Approaches like API RAG (retrieval-augmented generation) provide data for more accurate and reliable AI development. Baseline RAG uses a vector database (vector embeddings) to provide context for model’s responses. Graph RAG augments RAG with knowledge graphs to use data relationships.
Smabbler's API RAG (Graph RAG as-a-Service) utilizes Galaxia graph knowledge model to simplify and shorten RAG pipeline. Galaxia automates knowledge graph creation, context enrichment, and retrieval via simple API. There is no need for graph or vector databases. And the whole thing runs on CPUs which means lower operating cost and improved scalability.

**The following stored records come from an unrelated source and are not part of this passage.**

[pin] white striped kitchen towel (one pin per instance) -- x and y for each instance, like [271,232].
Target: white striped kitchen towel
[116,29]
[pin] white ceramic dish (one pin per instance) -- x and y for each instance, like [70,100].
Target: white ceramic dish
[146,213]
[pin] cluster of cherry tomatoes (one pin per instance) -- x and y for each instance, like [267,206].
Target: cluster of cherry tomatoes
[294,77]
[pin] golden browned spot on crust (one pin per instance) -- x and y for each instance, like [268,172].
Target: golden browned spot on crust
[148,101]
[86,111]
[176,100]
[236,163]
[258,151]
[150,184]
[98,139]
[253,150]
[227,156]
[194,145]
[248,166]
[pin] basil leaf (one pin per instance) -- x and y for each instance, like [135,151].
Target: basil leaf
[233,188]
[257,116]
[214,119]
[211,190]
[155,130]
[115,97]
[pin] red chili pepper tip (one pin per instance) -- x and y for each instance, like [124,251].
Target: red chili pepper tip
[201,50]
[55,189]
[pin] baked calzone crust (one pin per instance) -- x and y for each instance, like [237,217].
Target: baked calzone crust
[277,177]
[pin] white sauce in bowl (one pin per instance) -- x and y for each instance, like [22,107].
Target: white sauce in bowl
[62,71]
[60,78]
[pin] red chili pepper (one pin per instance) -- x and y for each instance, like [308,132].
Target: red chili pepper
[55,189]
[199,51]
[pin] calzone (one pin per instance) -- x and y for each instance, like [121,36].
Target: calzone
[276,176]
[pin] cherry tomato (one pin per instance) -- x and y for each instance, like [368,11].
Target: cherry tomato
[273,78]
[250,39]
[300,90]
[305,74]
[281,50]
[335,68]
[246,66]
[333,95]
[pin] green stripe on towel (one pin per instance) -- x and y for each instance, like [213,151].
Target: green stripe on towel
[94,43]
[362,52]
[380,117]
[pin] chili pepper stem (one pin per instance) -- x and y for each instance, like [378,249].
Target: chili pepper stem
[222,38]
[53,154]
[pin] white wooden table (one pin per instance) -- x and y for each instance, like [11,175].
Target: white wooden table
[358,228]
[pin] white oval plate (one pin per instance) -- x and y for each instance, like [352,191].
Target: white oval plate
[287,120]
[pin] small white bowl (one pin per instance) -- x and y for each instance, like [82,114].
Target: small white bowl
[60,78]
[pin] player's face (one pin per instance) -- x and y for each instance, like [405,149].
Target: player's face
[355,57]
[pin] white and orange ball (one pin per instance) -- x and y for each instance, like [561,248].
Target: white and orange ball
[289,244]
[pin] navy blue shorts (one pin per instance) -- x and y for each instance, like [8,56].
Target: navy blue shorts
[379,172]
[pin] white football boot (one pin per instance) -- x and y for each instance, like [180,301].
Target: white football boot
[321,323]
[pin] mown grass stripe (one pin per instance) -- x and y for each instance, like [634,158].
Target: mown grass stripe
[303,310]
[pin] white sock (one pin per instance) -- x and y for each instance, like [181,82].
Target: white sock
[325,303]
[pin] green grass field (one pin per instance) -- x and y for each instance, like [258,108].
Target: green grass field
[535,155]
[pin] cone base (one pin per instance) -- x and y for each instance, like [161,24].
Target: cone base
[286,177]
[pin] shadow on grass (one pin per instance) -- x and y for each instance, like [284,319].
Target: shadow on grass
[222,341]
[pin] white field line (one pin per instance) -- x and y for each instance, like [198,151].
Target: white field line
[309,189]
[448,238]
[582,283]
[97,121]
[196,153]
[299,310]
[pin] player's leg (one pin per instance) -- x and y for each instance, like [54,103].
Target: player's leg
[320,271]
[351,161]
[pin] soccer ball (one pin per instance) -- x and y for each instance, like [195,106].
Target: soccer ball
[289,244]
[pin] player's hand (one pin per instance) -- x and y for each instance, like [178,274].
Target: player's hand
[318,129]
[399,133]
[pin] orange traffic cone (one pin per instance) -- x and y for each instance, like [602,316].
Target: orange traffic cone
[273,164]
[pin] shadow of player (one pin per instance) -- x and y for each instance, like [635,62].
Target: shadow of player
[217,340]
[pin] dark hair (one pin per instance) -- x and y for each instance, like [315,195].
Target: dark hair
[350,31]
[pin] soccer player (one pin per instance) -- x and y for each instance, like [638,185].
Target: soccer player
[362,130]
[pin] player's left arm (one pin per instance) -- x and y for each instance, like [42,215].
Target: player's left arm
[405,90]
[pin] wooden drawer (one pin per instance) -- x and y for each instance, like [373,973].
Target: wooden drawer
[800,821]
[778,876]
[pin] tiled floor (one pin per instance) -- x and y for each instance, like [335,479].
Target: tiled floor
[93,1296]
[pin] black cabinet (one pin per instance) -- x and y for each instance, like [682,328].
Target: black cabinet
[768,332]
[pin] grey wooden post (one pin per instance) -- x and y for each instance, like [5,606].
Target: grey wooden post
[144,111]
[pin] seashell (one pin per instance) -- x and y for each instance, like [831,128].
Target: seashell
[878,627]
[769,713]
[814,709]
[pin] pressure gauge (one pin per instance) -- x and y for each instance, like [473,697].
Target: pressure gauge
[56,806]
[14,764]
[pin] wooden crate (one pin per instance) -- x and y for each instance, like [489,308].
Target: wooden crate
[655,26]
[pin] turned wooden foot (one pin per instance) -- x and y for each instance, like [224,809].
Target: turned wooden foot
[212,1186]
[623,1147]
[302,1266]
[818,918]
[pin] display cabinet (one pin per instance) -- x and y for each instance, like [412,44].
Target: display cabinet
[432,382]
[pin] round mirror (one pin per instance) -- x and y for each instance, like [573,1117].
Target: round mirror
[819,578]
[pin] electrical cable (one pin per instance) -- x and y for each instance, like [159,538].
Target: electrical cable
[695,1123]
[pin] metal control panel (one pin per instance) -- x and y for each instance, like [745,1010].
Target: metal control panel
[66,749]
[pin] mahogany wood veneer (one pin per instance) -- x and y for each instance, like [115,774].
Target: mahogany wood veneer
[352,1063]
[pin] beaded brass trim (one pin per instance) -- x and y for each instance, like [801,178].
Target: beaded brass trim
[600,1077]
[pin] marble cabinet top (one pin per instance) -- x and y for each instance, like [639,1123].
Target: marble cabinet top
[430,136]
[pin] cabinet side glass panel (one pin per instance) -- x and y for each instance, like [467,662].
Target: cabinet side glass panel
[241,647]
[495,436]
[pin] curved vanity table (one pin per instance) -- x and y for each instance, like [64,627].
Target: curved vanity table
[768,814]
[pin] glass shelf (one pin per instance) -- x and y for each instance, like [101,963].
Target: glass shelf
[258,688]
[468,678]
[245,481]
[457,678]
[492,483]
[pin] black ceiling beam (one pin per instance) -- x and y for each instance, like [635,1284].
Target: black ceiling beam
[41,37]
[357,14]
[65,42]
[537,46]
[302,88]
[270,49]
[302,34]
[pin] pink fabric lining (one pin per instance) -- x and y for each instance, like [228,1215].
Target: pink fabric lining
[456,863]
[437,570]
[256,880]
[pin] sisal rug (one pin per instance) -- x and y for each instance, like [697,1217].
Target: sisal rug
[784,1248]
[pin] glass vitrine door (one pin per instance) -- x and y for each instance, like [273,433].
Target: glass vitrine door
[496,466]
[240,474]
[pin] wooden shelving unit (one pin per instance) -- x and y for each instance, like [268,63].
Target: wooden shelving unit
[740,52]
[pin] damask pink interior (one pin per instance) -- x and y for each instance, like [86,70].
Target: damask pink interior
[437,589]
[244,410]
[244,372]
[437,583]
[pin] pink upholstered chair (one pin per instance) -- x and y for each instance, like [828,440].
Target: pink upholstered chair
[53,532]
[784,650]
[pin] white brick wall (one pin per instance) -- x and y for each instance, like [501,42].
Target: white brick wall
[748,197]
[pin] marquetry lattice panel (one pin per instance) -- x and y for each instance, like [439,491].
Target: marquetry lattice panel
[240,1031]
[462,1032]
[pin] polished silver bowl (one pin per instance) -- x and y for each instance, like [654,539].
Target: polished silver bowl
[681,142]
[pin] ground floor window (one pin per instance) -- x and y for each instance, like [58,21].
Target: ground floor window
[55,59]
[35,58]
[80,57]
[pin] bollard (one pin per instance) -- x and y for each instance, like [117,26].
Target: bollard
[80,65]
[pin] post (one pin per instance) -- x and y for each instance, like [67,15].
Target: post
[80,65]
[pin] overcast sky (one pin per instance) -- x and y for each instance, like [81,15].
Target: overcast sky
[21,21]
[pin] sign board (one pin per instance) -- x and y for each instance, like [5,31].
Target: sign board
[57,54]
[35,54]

Structured and contextual knowledge integration
Improved accuracy and reduced hallucinations
Enhanced relevance and precision of information retrieval
Better handling of complex queries and relationships
Scalability and flexibility for domain-specific applications
More efficient use of memory and computation
Continuous updating and dynamic knowledge integration
Enhanced explainability and transparency
Smabbler's API RAG is a few clicks flow with a text data body as an input and retrieved text as an output.
LOAD – load your text data source.
BUILD – use BUILD LANGUAGE GRAPH function.
ACTIVATE – activate your GRAPH MODEL.
Your API RAG is ready to work with an LLM of your choice.
PARSING - sentence / text parsing to form intermediate representation - tokenization, lemmatization, part of speech (POS) tagging, dependency parsing. The text is represented as a graph structure.
ENRICHMENT - enriching text with semantics, similarities, definitions, context and relations. The enriched text is represented as a highly interconnected graph structure, creating a user’s Language Graph.
STORAGE - Language Graph (Graph Load) in the form of a file (JSON) is stored in the database in the user's account (in Smabbler Portal).
ACTIVATION - during the activation (ACTIVATE) graph load connects to the Galaxia graph language model, to create a user Graph Model.
PARSING - similarly to the Language Graph creation process, the user query is parsing to form intermediate representation.
ENRICHMENT – the user query is enriched with semantics, similarities, definitions, context and relations.
MATCH - the graphed and enriched query is matched to the Language Graph to provide most relevant results.
[1] KB (Knowledge Base) - here, a collection of information resulting from the transformation of raw text into structured data, extended with similarities, context, and relationships.
[2] Language Graph (or Graph Load) - a graph created by transforming a text body into a graph structure, extended with knowledge and lexical layers to add relations, semantics, and context.
[3] Graph Model (or Graph Language Model) - a language graph with embedded NLP-based retrieval algorithms that analyzes text using itself as a knowledge base.